December 1998
The State of Optical Character Recognition
Arthur Gingrande
Whether bundled with your scanner, embedded in your forms processing or customized for your app, OCR is more accurate and versatile than ever before. Here's a rundown on the technology and a recap of leading products.
The old proverb inspires a riddle for imaging geeks: when is a picture not worth a thousand words? OCR buffs know the answer: when it's a picture of a thousand words. The logic behind the answer, of course, is that pictures of words are not computer-usable data by themselves. To become real information, their bitmap images must be converted into ASCII data by using optical character recognition. In addition to being a conversion tool, OCR is also a form of data compression, due to the fact that ASCII characters take up less than 10% of the disk space of their corresponding bitmap representation.

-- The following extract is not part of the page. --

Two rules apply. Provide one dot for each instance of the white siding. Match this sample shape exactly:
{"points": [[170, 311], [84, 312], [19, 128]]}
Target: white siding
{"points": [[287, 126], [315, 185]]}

OCR refers to optical recognition of machine-printed characters. It has been in use for more than 40 years. Originally a "dumb" application based upon template matching and feature extraction, OCR has evolved into a "smart" application that employs neural networks, topological analysis and other sophisticated technologies to accurately classify characters. OCR should not be confused with ICR (intelligent character recognition), which relies on similar innovations and has come to mean recognition of hand printed characters.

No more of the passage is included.